Less than two hours after Mr. Sonko’s indictment, the Minister of the Interior, Antoine Diome, announced in a press release the dissolution of his party, the Pastef, created in 2014, justifying his decision by the “frequent” calls of its founder to “insurrectionary movements” which, according to him, left many dead in March 2021 and June 2023 and led to “acts of ransacking and looting of public and private property”.
Mr. Sonko’s party reacted in a press release sent to Agence France-Presse (AFP). The “stability [of Senegal] is now compromised, because the people will never accept this ultimate forfeiture”, writes the party, denouncing imprisonment “under fallacious grounds” and saying it plans to attack the dissolution by “legal means”. .
The opponent was sentenced on June 1 to two years in prison in a morality case, a verdict which makes him ineligible as it stands, according to lawyers. His conviction had caused the most serious disturbances for years in Senegal, which left sixteen dead according to the authorities, around thirty according to the opposition.

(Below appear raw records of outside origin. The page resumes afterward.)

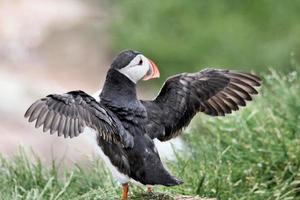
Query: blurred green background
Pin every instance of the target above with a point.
(55, 46)
(189, 35)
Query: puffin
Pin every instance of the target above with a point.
(125, 127)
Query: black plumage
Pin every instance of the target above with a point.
(214, 92)
(126, 126)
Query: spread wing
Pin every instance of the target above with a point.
(214, 92)
(68, 114)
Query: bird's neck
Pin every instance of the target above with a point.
(118, 88)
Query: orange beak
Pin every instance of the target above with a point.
(153, 72)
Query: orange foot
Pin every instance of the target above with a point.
(124, 191)
(149, 189)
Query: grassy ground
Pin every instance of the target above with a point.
(252, 154)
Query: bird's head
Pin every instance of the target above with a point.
(135, 66)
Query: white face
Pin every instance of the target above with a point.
(137, 68)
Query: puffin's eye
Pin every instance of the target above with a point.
(141, 62)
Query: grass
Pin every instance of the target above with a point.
(252, 154)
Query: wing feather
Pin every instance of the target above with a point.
(214, 92)
(70, 113)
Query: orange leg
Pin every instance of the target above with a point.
(124, 191)
(149, 189)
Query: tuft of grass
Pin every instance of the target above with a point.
(252, 154)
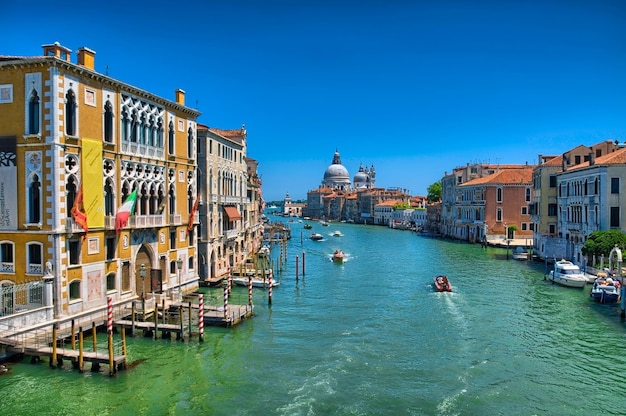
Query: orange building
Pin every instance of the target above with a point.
(76, 144)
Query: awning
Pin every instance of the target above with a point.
(233, 214)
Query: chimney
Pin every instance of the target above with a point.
(86, 58)
(57, 50)
(180, 97)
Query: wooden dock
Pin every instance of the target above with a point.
(96, 358)
(214, 315)
(151, 329)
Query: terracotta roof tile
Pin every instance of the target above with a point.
(505, 177)
(617, 157)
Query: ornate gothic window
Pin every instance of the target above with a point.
(70, 113)
(34, 200)
(33, 113)
(108, 122)
(170, 133)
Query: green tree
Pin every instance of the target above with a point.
(434, 192)
(602, 242)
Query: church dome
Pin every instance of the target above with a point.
(336, 172)
(361, 178)
(336, 175)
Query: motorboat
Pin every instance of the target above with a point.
(257, 281)
(568, 274)
(520, 253)
(442, 284)
(316, 236)
(338, 256)
(605, 290)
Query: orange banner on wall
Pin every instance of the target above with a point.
(93, 188)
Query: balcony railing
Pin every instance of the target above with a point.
(71, 226)
(6, 267)
(35, 269)
(146, 221)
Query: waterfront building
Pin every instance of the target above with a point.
(336, 175)
(365, 178)
(292, 209)
(591, 198)
(496, 206)
(253, 229)
(367, 199)
(76, 145)
(383, 212)
(433, 218)
(548, 240)
(456, 206)
(229, 211)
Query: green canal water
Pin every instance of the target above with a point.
(369, 337)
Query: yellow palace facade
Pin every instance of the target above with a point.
(74, 146)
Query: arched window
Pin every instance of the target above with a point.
(170, 135)
(70, 192)
(190, 143)
(110, 281)
(33, 113)
(109, 198)
(125, 124)
(159, 139)
(172, 197)
(34, 251)
(75, 290)
(70, 113)
(144, 200)
(133, 128)
(6, 257)
(34, 200)
(108, 122)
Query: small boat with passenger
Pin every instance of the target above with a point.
(316, 236)
(442, 284)
(338, 256)
(605, 290)
(568, 274)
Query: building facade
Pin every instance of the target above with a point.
(76, 145)
(230, 202)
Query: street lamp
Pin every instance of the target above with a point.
(142, 273)
(179, 264)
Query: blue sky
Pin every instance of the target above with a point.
(414, 88)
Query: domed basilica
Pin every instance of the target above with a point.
(336, 176)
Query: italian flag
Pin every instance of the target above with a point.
(125, 211)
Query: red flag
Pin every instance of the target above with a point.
(192, 214)
(78, 210)
(125, 211)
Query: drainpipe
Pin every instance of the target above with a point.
(54, 143)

“It’s a farce”, reacted Me Ciré Clédor Ly to the detention of his client on eight counts, including “call for insurrection, association of criminals, attack on state security, association criminals in connection with a terrorist enterprise” and “conspiracy against the authority of the State”. The lawyer denounced “a design that was formed, thought out, planned and executed”. After being arrested on Friday, the opponent continued his hunger strike on Monday, which he began on Sunday, his lawyers told the press.
Interruption d’Internet
Authorities on Monday temporarily cut off internet access on mobile phones citing the “spread of hateful and subversive messages” on social media after calls for protests against Mr. Sonko’s arrest.
Sporadic clashes erupted in the early evening at the Parcelles Assainies, in the suburbs of Dakar, where young people attacked the police, who dispersed them with tear gas, noted journalists from the AFP. In the center of the capital, many people, worried, rushed to take the means of transport, which were becoming scarce. The company that manages the fast train linking Dakar to its suburbs announced Monday afternoon on the social network X (ex-Twitter) “the stoppage of traffic on the entire line due to malicious acts” committed by protesters.
In Ziguinchor, the big city in the south of which Mr. Sonko is the mayor, clashes broke out between his supporters and the police, noted an AFP correspondent. Groups of young people threw stones at the police, who tried to disperse them with tear gas canisters. Several streets were blocked by protesters.
Mr. Sonko shouts at the conspiracy of the President of the Republic, Macky Sall, to dismiss him from the presidential election of 2024. The Senegalese head of state, elected in 2012 for seven years then re-elected in 2019 for five years, is forbidden. He announced on July 3 that he would not stand for that election.